Later, they will become foragers and other bees will take their place inside.
Now, the actual honey ripening process begins. House bees manipulate the watery nectar with their mouths.
Then, they add and enzyme –Invertase to the diluted nectar. This comes from hypophrangeal glands located in the mouth/head of the worker bees.
The process of nectar becoming honey continues as the Ph and chemical composition of the nectar is changing. Glucose oxidase (another enzyme) is added along with the bee saliva.
Sugar molecules begin to change form and gluconic acid and hydrogen peroxide are produced. These give honey its acidic and antibacterial properties.
Now it is time for the dehydration process to being. Plant nectar is watery – ripe honey is not.
Bees Complete the Conversion to Honey
A house bee releases a drop of this changed nectar to her mandibles (jaw). (Similar to us blowing bubbles with bubble gum).
Exposed to the warm, dry air inside the hive, the moisture content begins to drop. Nectar that is in the drying (or moisture reduction ) process may be placed in droplets along the surface of comb and moved several times.
House bees fan with their wings to increase air flow through the hive. This aids in lowering the water content of the nectar.
When the moisture content of the nectar has dropped from about 80% to 20%, we consider the transformation to be complete.
The bees have made honey from plant nectar. Honey is more stable than the watery nectar and less likely to spoil.
Wax honeycomb cells hold the ripe honey until it is needed. Bees cap each cell with wax to keep the food clean and safe.
How Much Honey Does a Bee Make?
An individual worker bee will only make about 1/12 of a teaspoon of honey in her lifetime.
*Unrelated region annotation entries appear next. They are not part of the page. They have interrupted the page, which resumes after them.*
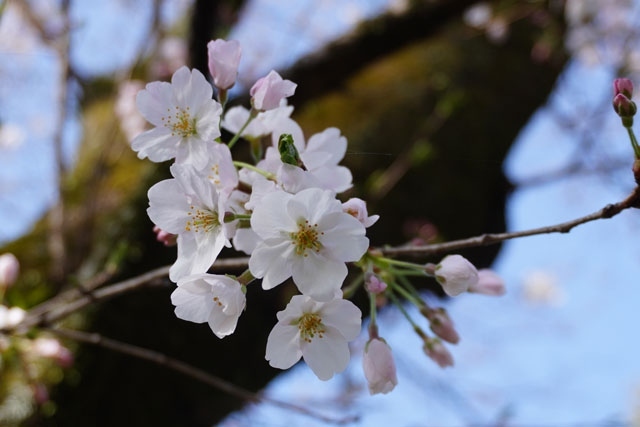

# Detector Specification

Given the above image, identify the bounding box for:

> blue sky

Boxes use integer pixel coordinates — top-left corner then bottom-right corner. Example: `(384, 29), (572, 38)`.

(0, 0), (640, 427)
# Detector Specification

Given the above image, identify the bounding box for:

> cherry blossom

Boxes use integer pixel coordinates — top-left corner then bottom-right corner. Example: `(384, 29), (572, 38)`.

(342, 197), (380, 228)
(362, 338), (398, 394)
(131, 67), (222, 169)
(265, 295), (362, 381)
(0, 253), (20, 289)
(207, 39), (242, 90)
(435, 255), (478, 297)
(249, 188), (369, 301)
(171, 273), (246, 338)
(249, 70), (297, 111)
(147, 164), (232, 282)
(469, 268), (506, 296)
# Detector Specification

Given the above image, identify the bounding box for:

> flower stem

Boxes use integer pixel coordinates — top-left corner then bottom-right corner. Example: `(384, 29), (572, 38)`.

(233, 160), (276, 181)
(625, 126), (640, 159)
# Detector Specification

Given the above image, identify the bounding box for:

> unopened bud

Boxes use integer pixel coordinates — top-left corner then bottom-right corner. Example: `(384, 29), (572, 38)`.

(469, 268), (506, 296)
(0, 305), (27, 329)
(434, 255), (478, 297)
(0, 253), (20, 289)
(420, 306), (460, 344)
(613, 78), (633, 99)
(362, 338), (398, 394)
(613, 93), (638, 127)
(364, 273), (387, 294)
(631, 158), (640, 185)
(32, 383), (49, 405)
(422, 338), (453, 368)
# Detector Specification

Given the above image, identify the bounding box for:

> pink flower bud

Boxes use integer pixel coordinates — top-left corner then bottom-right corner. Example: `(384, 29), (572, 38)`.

(0, 305), (27, 329)
(613, 93), (638, 120)
(435, 255), (478, 297)
(422, 338), (453, 368)
(342, 197), (380, 228)
(362, 338), (398, 394)
(0, 253), (20, 289)
(420, 306), (460, 344)
(613, 78), (633, 99)
(207, 39), (242, 90)
(364, 273), (387, 294)
(249, 70), (297, 111)
(469, 268), (506, 296)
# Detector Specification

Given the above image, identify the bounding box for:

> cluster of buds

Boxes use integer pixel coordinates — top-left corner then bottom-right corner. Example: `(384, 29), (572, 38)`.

(131, 40), (504, 394)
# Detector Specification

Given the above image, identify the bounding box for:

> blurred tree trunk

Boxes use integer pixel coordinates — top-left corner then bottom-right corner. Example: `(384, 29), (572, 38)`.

(6, 0), (566, 427)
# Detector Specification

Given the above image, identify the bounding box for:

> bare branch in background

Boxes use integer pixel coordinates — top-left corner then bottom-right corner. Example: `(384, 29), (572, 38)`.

(48, 328), (358, 424)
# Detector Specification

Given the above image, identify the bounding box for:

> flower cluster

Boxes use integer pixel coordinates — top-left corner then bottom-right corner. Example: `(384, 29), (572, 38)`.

(131, 40), (508, 393)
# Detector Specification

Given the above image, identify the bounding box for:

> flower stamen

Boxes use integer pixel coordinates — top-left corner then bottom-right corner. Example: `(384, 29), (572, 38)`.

(184, 206), (220, 233)
(290, 220), (324, 256)
(161, 106), (198, 138)
(298, 313), (326, 343)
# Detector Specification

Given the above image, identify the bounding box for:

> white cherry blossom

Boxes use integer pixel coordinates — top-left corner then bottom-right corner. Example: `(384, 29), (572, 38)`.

(147, 164), (231, 282)
(265, 295), (362, 381)
(207, 39), (242, 89)
(362, 338), (398, 394)
(131, 67), (222, 169)
(249, 188), (369, 301)
(249, 70), (298, 111)
(171, 273), (246, 338)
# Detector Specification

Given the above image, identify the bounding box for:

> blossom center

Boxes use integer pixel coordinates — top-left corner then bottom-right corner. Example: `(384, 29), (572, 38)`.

(161, 106), (198, 138)
(290, 220), (324, 256)
(298, 313), (326, 343)
(184, 206), (220, 233)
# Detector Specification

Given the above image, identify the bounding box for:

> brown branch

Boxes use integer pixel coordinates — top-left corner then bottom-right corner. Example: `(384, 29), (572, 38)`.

(15, 258), (249, 333)
(379, 187), (640, 256)
(47, 328), (358, 424)
(8, 187), (640, 333)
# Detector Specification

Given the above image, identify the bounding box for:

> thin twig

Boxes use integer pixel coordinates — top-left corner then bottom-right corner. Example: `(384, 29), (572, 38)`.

(15, 187), (640, 332)
(47, 328), (358, 424)
(15, 258), (249, 332)
(379, 187), (640, 256)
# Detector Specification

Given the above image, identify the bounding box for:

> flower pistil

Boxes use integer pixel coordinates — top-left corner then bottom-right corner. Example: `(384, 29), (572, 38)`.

(291, 220), (324, 256)
(161, 106), (198, 138)
(298, 313), (326, 343)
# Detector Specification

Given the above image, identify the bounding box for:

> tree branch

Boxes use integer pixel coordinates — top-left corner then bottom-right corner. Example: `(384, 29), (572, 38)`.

(380, 187), (640, 256)
(9, 187), (640, 333)
(47, 328), (358, 424)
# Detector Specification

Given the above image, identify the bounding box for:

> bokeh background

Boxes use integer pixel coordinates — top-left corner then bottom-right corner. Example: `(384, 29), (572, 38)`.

(0, 0), (640, 427)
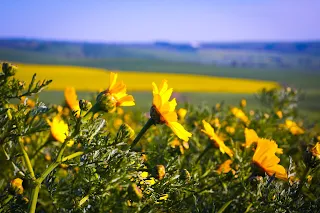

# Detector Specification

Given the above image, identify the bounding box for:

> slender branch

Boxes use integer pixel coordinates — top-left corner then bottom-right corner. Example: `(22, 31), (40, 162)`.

(29, 138), (83, 213)
(196, 143), (212, 163)
(30, 137), (51, 159)
(130, 118), (154, 149)
(18, 137), (36, 180)
(62, 152), (84, 162)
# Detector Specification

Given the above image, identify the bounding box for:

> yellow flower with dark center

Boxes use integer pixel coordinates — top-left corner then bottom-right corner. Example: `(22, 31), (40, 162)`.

(47, 116), (73, 146)
(11, 178), (24, 194)
(244, 128), (259, 148)
(276, 110), (283, 119)
(252, 138), (288, 180)
(311, 142), (320, 159)
(150, 80), (192, 141)
(20, 96), (36, 108)
(285, 120), (304, 135)
(169, 138), (189, 155)
(244, 128), (283, 154)
(226, 126), (236, 135)
(97, 72), (135, 112)
(217, 159), (236, 174)
(64, 87), (80, 117)
(240, 99), (247, 107)
(231, 107), (249, 123)
(178, 108), (188, 120)
(201, 120), (233, 157)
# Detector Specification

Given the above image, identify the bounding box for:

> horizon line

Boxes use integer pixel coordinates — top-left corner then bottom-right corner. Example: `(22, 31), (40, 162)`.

(0, 36), (320, 44)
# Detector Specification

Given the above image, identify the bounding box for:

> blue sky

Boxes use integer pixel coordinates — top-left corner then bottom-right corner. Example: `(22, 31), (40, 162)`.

(0, 0), (320, 42)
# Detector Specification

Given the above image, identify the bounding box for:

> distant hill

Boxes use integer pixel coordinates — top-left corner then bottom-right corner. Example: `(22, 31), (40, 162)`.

(0, 39), (320, 70)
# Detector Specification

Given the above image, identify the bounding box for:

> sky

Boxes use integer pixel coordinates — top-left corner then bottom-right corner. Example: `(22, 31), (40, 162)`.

(0, 0), (320, 42)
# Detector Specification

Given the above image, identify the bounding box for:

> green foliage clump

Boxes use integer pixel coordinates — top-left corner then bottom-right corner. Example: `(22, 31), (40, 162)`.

(0, 63), (320, 212)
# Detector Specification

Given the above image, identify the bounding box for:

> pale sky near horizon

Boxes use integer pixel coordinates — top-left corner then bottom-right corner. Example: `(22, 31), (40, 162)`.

(0, 0), (320, 42)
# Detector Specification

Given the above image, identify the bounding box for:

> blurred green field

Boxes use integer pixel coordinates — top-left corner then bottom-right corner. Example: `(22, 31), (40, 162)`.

(0, 49), (320, 120)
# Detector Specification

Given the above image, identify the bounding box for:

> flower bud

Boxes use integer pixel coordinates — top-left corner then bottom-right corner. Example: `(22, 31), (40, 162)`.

(11, 178), (23, 194)
(116, 124), (135, 142)
(2, 62), (18, 76)
(303, 144), (320, 168)
(240, 99), (247, 108)
(128, 183), (143, 201)
(96, 90), (117, 112)
(180, 169), (191, 181)
(79, 99), (92, 111)
(177, 108), (188, 120)
(150, 106), (164, 124)
(154, 165), (166, 180)
(310, 142), (320, 160)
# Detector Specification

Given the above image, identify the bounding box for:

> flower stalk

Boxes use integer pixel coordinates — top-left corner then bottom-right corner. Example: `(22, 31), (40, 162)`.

(130, 118), (155, 149)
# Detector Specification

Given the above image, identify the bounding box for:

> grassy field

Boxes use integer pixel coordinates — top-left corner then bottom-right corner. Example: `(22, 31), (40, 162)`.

(17, 64), (279, 93)
(0, 49), (320, 120)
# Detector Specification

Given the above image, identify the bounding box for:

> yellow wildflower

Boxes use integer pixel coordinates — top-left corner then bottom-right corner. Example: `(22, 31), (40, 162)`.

(156, 165), (166, 180)
(145, 177), (156, 186)
(213, 118), (221, 128)
(244, 128), (259, 148)
(20, 96), (36, 108)
(47, 116), (73, 146)
(150, 80), (192, 141)
(311, 142), (320, 159)
(159, 194), (169, 200)
(240, 98), (247, 107)
(244, 128), (283, 154)
(226, 126), (236, 135)
(252, 138), (288, 180)
(276, 110), (283, 119)
(113, 118), (123, 129)
(231, 107), (249, 123)
(140, 172), (149, 179)
(217, 159), (236, 174)
(64, 87), (80, 117)
(201, 120), (233, 157)
(177, 108), (188, 120)
(169, 138), (189, 154)
(11, 178), (24, 194)
(285, 120), (304, 135)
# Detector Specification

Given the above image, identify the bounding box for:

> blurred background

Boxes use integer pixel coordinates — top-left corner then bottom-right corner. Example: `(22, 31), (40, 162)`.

(0, 0), (320, 119)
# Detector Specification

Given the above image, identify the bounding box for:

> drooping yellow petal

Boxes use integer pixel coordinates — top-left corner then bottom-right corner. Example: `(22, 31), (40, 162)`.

(152, 82), (159, 95)
(201, 120), (233, 158)
(162, 112), (178, 122)
(167, 122), (192, 141)
(64, 87), (80, 117)
(252, 138), (288, 180)
(152, 80), (192, 141)
(117, 95), (135, 106)
(217, 159), (235, 174)
(48, 116), (73, 146)
(109, 72), (118, 90)
(159, 80), (168, 95)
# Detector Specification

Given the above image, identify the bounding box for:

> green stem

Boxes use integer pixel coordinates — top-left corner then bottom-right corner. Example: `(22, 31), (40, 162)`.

(79, 195), (89, 207)
(29, 181), (41, 213)
(83, 104), (100, 121)
(196, 143), (212, 163)
(29, 139), (83, 213)
(62, 152), (83, 162)
(30, 137), (51, 159)
(130, 118), (154, 149)
(295, 166), (311, 196)
(18, 138), (36, 180)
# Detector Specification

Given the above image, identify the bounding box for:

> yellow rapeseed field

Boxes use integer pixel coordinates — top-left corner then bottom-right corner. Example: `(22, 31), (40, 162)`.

(17, 64), (279, 93)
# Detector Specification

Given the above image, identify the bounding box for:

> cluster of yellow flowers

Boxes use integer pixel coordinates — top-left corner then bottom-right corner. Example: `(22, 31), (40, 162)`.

(47, 72), (191, 148)
(48, 72), (320, 183)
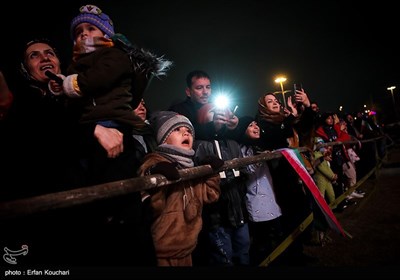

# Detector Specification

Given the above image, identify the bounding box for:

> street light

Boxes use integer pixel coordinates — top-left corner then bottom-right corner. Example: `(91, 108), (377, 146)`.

(387, 86), (397, 119)
(275, 77), (286, 108)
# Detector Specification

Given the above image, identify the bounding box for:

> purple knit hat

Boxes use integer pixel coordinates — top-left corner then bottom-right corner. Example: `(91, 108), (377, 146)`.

(70, 5), (115, 39)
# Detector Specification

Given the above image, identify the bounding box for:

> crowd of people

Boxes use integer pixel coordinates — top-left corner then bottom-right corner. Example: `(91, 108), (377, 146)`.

(0, 5), (388, 266)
This makes it easy to understand why a colony requires thousands of bees.
Many different factors affect honey production. Weather conditions, nectar availability and hive healthy all play a role.
An average colony in a good location can make 60 pounds or much more of excess honey in a season.
A honey bee colony needs 3 resources in order to make honey.
- a strong population of healthy worker bees
- floral nectar available for gathering
- good weather conditions to work
Bees must visit approximately 2 million flowers to make 1 pound of honey. That is a lot of work!
No wonder the bees were angry when “Pooh Bear” wanted to steal the efforts of all their hard work. You would not want a chubby bear hanging outside your tree either!
Is Honey Bee Vomit or Poop?
No, Honey is not bee vomit – that is an ugly myth. A special structure inside the bee -called her honey stomach holds the collected nectar. It is different from her regular digestive system.
If she is hungry, she can open a special value and allow some nectar into her real stomach. But only nectar and added enzymes are involved in making honey.
Do Bees Make Honey all Year?
For most regions, honey production is not a year-round thing. Bees must have blooming plants that are producing nectar. Not many plants bloom during the cold season.
The colony may collect a bit of nectar at non peak times but not in sufficient quantities for serious honey production.
Is Honey Made from Pollen?
No. Bees do not use pollen to make honey. However, bees do collect pollen. It is a vital protein source needed to rear baby bees.
Pollen only contributes to honey production in that it supports having a healthy, strong workforce. The next generation is always on it way.
During honey harvesting, some pollen will end up in the finished product-but it is not the primary ingredient.
Is Honey Produced By All Bees?
No, not all bees produce honey. There are thousands of different types of bees in the world. Most are solitary bees that do not live together as large social units.
While some species of bees do make honey, none produce large stores of food for Winter like the honey bees.
Only bees in the Scientific Genus Apis are true honey producers. Bumble bees make a small amount of honey and store it in “honey pots” inside their nests.
The honey bee is the only insect that directly produces food for human consumption in real quantities.
A good crop of honey will yield enough for the bees winter food and some for the beekeeper.
This is due to the hard work and attention to task of thousands of bees making honey each season.